A ex-funcionária denunciou uma série de práticas abusivas que caracterizaram o assédio moral:
* As cobranças de metas eram realizadas de forma intensiva através de diversos canais, incluindo ligações telefônicas, e-mails e reuniões coletivas, gerando pressão excessiva sobre os funcionários.
* Os empregados eram forçados a participar de coreografias comemorativas, que posteriormente eram publicadas em redes sociais como TikTok e Instagram, causando constrangimento.

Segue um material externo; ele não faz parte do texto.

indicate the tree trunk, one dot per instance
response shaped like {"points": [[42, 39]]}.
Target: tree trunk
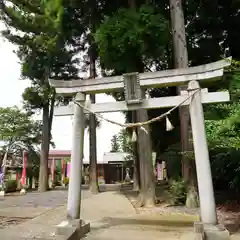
{"points": [[136, 180], [43, 173], [93, 184], [147, 183], [181, 61]]}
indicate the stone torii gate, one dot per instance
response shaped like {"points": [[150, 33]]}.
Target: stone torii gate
{"points": [[133, 84]]}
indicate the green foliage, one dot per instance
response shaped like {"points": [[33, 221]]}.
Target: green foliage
{"points": [[177, 192], [120, 142], [131, 34], [114, 144], [17, 125]]}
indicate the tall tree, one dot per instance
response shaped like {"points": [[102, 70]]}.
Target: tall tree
{"points": [[181, 61], [36, 27], [124, 47]]}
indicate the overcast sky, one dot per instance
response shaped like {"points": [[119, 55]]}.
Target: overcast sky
{"points": [[10, 94]]}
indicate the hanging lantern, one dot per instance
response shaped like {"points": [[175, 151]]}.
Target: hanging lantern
{"points": [[169, 126], [134, 135]]}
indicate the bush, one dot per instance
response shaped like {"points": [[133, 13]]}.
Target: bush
{"points": [[178, 192], [11, 186]]}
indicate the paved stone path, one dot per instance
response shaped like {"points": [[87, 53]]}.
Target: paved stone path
{"points": [[33, 203], [111, 215]]}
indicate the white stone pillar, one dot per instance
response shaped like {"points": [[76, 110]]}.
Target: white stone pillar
{"points": [[74, 190], [204, 176]]}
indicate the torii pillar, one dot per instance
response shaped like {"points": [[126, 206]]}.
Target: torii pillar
{"points": [[74, 222], [209, 224]]}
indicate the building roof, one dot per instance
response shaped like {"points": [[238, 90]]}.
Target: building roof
{"points": [[59, 153]]}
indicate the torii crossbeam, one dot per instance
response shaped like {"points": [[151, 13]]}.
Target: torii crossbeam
{"points": [[132, 84]]}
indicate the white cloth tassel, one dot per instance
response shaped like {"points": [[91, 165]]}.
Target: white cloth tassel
{"points": [[169, 126], [134, 136]]}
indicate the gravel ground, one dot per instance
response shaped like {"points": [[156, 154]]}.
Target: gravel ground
{"points": [[8, 221]]}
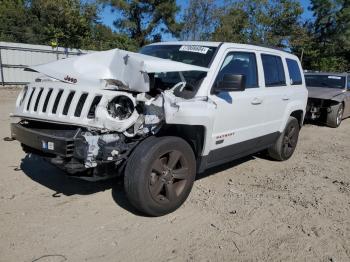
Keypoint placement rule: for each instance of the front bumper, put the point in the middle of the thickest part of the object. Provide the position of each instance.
(59, 142)
(73, 149)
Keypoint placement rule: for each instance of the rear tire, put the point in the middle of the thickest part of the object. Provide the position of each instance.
(159, 175)
(335, 117)
(285, 145)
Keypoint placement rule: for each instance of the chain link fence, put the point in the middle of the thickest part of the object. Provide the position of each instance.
(15, 57)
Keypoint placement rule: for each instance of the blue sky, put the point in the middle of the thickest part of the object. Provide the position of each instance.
(108, 17)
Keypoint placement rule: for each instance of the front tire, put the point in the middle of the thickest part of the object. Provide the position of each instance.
(159, 175)
(335, 117)
(285, 145)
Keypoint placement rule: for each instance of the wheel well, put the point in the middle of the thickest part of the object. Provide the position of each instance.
(194, 135)
(298, 114)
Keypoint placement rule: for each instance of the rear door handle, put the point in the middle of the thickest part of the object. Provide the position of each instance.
(256, 101)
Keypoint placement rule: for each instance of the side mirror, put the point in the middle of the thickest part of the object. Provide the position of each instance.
(231, 83)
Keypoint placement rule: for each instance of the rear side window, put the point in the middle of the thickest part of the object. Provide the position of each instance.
(294, 72)
(273, 70)
(241, 63)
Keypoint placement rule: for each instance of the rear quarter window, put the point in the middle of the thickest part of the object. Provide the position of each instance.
(273, 70)
(294, 72)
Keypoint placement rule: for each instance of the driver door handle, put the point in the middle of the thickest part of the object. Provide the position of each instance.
(256, 101)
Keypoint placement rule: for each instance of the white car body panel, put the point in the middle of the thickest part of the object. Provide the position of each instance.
(238, 120)
(128, 68)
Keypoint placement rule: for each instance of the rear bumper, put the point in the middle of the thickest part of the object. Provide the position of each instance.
(45, 142)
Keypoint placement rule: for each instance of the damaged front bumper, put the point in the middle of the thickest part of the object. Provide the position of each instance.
(74, 149)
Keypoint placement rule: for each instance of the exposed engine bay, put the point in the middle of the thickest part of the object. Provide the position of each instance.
(78, 127)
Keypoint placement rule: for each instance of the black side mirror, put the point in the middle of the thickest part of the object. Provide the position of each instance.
(230, 83)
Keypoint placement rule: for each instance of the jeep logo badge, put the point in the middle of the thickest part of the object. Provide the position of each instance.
(70, 79)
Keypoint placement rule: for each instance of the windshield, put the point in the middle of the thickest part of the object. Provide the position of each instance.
(330, 81)
(188, 54)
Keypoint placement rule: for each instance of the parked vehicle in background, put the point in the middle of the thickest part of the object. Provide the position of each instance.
(162, 116)
(329, 97)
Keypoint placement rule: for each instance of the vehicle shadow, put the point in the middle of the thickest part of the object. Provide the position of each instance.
(40, 171)
(51, 177)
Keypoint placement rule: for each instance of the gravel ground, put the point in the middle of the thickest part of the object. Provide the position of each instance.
(249, 210)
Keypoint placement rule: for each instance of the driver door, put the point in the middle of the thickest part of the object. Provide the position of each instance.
(239, 125)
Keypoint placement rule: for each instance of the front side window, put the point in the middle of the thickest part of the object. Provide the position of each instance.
(294, 72)
(240, 63)
(273, 70)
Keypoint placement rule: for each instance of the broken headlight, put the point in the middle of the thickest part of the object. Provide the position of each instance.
(121, 107)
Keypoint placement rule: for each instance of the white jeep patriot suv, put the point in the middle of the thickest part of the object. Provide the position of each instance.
(162, 115)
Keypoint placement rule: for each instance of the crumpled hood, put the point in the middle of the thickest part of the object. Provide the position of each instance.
(128, 69)
(323, 92)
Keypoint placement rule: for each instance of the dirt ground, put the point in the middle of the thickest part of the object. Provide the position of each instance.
(249, 210)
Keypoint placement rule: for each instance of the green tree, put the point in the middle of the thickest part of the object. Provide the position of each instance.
(233, 27)
(14, 21)
(267, 22)
(331, 35)
(103, 38)
(65, 23)
(199, 19)
(145, 20)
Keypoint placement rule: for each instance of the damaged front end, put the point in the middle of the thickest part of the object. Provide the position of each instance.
(89, 124)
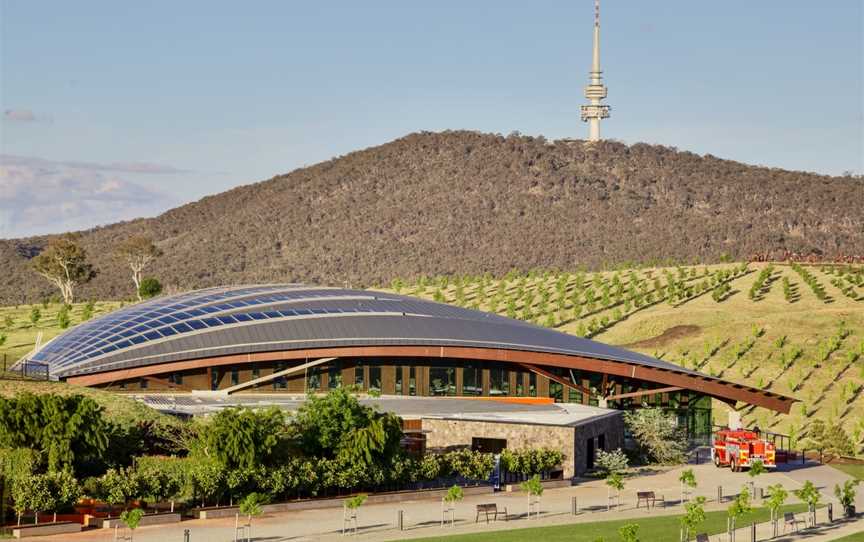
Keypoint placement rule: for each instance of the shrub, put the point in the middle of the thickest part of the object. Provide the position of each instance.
(150, 287)
(63, 319)
(657, 435)
(609, 462)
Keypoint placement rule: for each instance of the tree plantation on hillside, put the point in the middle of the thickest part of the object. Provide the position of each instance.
(794, 329)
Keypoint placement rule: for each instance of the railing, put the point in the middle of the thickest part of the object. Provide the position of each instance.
(24, 369)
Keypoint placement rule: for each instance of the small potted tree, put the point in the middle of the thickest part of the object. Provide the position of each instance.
(846, 495)
(614, 481)
(688, 482)
(756, 468)
(349, 511)
(694, 515)
(448, 504)
(250, 507)
(739, 507)
(777, 495)
(131, 518)
(534, 489)
(810, 495)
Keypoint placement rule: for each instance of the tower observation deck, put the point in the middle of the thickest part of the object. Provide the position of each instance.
(596, 91)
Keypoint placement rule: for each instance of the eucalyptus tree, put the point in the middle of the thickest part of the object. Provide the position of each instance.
(64, 264)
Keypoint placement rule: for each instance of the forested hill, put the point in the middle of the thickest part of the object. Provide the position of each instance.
(465, 202)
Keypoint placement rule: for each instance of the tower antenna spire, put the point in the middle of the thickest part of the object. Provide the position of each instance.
(596, 91)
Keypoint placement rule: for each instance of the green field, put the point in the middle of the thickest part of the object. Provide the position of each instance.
(785, 338)
(653, 528)
(797, 337)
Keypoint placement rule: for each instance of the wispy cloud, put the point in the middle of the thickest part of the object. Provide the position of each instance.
(39, 196)
(24, 115)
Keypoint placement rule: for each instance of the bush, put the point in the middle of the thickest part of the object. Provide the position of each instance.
(609, 462)
(657, 435)
(149, 287)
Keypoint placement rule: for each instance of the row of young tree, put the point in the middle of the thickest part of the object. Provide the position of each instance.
(64, 264)
(62, 446)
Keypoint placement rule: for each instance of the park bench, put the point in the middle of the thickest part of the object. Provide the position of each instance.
(490, 509)
(789, 519)
(650, 499)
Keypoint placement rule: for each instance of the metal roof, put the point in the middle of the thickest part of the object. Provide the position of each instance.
(260, 318)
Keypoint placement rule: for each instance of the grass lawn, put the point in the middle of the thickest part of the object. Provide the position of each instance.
(650, 528)
(855, 471)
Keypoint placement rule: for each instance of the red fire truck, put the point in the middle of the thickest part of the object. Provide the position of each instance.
(740, 448)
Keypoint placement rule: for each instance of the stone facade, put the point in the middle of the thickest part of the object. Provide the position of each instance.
(443, 434)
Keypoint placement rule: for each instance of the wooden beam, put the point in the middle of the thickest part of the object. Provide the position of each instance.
(167, 382)
(643, 392)
(556, 378)
(704, 384)
(274, 376)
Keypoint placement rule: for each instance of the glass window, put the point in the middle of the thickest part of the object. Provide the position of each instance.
(556, 391)
(472, 380)
(334, 376)
(398, 386)
(280, 382)
(375, 378)
(442, 381)
(499, 381)
(358, 375)
(412, 381)
(314, 382)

* Uma testemunha confirmou a realização de reuniões diárias para cobrança de metas, com elaboração de planilhas de vendas e rankings de produtividade, além de ameaças de demissão e transferências.
* As exposições públicas diante dos colegas foram descritas como “angustiantes” pela testemunha, que também confirmou a “participação constrangedora” em vídeos do TikTok.
A desembargadora Juliana Vignoli Cordeiro, relatora do caso, reconheceu que embora a cobrança de metas seja parte da dinâmica empresarial, neste caso específico houve conduta ilícita por parte do banco. A magistrada destacou que a forma exagerada e equivocada das cobranças configurou dano imaterial ao trabalhador.
O banco tentou se defender alegando que sempre tratou a empregada com respeito e que uma publicação específica foi feita na rede social de outra funcionária, sem envolvimento institucional. No entanto, as provas testemunhais foram decisivas para comprovar o assédio moral.